С дороги к реке сбегает тропка.

Спускаюсь вниз, выхожу на берег. Здесь ущелье и река круто заво­рачивают. Река жмется к скалистому берегу, шумит. Измельчала за ле­то. А весной заливает всю пойму, прет на дамбу, построенную для за­щиты дороги. Среди колючек и камней мальчишки расчистили фут­больное поле. К штанге привязан козленок.

Прыгаю с камня на камень. Валуны под ногами, как подсвинки. Между камней щавель и колючки. При каждом шаге кузнечики брызгами.

Ближе к воде зелени меньше, больше песка. Шум реки. И вместе с шумом знакомый с рождения запах. «Купель наша,— говаривала тетя Дарико.— Святая вода Иордан...»
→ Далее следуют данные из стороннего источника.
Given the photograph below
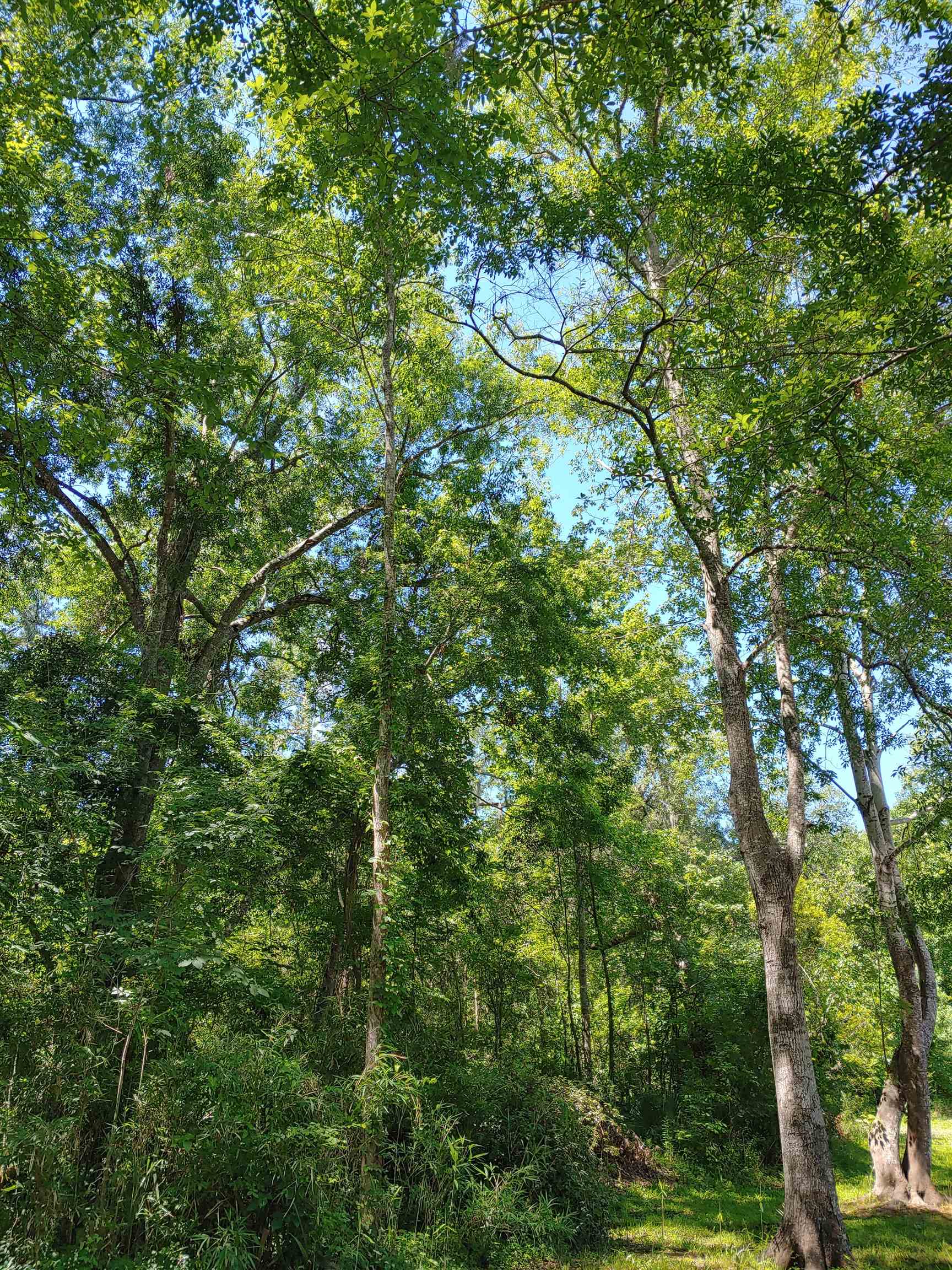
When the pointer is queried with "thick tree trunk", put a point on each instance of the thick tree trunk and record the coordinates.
(340, 957)
(812, 1230)
(907, 1083)
(582, 933)
(610, 995)
(377, 970)
(117, 870)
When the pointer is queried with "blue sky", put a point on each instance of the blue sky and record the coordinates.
(568, 487)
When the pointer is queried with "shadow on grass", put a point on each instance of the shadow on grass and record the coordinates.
(725, 1225)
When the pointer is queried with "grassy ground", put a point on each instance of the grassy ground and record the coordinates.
(699, 1223)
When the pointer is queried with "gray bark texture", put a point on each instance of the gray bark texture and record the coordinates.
(907, 1084)
(812, 1231)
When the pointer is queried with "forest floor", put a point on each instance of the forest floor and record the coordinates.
(706, 1225)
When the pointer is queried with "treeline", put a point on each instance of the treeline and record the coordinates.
(380, 857)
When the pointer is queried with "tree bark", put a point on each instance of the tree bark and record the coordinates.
(377, 968)
(907, 1084)
(812, 1230)
(610, 995)
(340, 955)
(582, 933)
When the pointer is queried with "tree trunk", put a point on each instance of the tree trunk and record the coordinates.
(610, 996)
(907, 1083)
(340, 957)
(377, 970)
(812, 1230)
(582, 933)
(117, 869)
Пес несется ко мне. Подлетает скачками, весело лает и нетерпели­во смотрит на воду; одно ухо торчком, другое смешно загнулось, буд­то переломленное.
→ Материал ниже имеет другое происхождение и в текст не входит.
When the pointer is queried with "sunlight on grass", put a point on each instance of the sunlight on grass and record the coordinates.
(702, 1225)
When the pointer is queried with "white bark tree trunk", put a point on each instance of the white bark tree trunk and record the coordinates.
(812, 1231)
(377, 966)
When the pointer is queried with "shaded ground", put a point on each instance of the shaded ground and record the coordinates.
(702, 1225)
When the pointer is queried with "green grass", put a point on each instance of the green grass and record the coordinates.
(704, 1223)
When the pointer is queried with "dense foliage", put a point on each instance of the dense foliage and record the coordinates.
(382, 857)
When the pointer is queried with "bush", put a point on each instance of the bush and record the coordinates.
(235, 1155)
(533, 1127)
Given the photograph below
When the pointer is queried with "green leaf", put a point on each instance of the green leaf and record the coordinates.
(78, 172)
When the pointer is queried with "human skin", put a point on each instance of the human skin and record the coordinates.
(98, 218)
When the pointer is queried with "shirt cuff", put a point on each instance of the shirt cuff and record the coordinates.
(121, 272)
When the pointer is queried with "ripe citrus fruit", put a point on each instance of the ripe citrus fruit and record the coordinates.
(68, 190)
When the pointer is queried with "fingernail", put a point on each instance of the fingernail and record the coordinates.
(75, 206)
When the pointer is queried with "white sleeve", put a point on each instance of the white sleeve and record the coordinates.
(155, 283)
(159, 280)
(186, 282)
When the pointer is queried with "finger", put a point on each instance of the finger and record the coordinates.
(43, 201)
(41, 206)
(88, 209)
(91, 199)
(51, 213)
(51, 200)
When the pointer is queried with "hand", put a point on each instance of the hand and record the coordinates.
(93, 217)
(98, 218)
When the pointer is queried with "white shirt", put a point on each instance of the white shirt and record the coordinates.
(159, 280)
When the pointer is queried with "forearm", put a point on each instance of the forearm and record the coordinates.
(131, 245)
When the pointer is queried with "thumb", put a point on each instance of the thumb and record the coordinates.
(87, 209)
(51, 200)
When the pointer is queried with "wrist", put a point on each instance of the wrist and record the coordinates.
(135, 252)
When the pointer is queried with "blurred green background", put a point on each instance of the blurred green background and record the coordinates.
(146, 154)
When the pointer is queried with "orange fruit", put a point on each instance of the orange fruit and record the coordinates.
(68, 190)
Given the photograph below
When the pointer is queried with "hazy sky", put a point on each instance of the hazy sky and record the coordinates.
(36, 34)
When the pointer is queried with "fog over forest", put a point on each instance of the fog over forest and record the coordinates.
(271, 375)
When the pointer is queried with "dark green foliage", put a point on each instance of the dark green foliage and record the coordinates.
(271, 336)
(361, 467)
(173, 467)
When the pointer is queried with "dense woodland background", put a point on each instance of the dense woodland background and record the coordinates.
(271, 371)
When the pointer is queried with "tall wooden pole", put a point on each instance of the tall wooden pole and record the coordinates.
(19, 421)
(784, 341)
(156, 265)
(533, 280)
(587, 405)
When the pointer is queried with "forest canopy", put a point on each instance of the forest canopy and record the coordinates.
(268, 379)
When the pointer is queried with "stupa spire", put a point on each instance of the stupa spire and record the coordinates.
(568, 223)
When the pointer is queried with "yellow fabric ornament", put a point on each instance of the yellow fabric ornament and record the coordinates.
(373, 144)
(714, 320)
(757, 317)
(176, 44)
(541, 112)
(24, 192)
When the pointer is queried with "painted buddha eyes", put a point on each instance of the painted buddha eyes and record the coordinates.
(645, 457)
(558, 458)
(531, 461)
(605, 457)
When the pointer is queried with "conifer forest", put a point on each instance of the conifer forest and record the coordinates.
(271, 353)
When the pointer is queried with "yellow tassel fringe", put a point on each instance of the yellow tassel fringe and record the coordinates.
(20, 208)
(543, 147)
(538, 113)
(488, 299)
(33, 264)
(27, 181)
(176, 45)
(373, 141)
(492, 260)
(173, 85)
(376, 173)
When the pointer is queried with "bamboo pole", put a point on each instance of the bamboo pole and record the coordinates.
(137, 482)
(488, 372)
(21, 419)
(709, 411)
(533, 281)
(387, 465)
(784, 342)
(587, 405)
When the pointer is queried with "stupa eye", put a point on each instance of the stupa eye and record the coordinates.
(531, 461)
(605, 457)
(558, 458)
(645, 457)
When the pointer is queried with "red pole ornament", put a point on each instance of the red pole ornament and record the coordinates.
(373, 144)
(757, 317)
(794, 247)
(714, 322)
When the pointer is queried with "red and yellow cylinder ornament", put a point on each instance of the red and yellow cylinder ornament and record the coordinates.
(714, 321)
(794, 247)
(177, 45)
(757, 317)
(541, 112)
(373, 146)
Закатываю штаны и с башмаками в руке вхожу в стремнину. Вода охватывает щиколотки, икры, добирается до колен. Не только чувст­вую — слышу, как она напирает на меня, бурлит.

Собака подбегает к реке и останавливается, подняв переднюю ла­пу, поскуливает.

— Давай! —машу башмаками.— Айда! Не трусь!

Тоже входит в воду. Задрав морду, пускается вплавь.

Под водой облаками по гальке проносятся пятна. Голыши покрыты слизью. Нога соскальзывает, стремнина тянет, теряю равновесие. Пест­рая птица с криком проносится мимо.

Свободной рукой зачерпываю воду, лью на голову. Пес выбрался на берег. Мокрый, он кажется тощим и длинноногим. Носится по тра­ве. Виляет провисшим хвостом, отряхивается. Лай, брызги.

Под скалой за выступом крутобокая молодка полощет в реке белье. Стоит по колени в воде, подол подоткнут. Выжимает и шмякает влажное на камень.

Лягушки одна за другой плюхаются в воду.

Едва натоптанная тропинка ведет к мельнице.

Старая мельница оседлала пересохшую канаву. Берега канавы за­росли ежевикой. Молодые кусты сплошь увили плотину, набились под мельницу, подперли ее. Цепкие побеги вползли даже на стены. Перед мельницей папоротник вымахал выше пояса. А дальше, позади акаций пестро от ромашек и клевера.

К стене, подпертой слегой, прислонен жернов. Он на четверть ушел в землю. Встав на жернов, стаскиваю с крыши лом и кирку. Же­лезо нагрелось на солнце. Захожу на мельницу. За столько лет запах муки выветрился, мельница пахнет лесом. Достаю из нового бункера молоток, ножовку, мешочек с гвоздями. На их место кладу сверток с мясом.

Щели и дырки в черепичной кровле забило землей, затянуло мхом. Солнце светит в дверь.

Новый пол жестковат, старый заметно проседал под ногами.

Ломиком отдираю последние доски старого пола — трухлявые, с запахом грибницы, они рассыпаются. В отверстии под мельницей пе­ресохшее русло. В зарослях шныряет мокрый пес, гоняется за ящери­цами, лопает ежевику.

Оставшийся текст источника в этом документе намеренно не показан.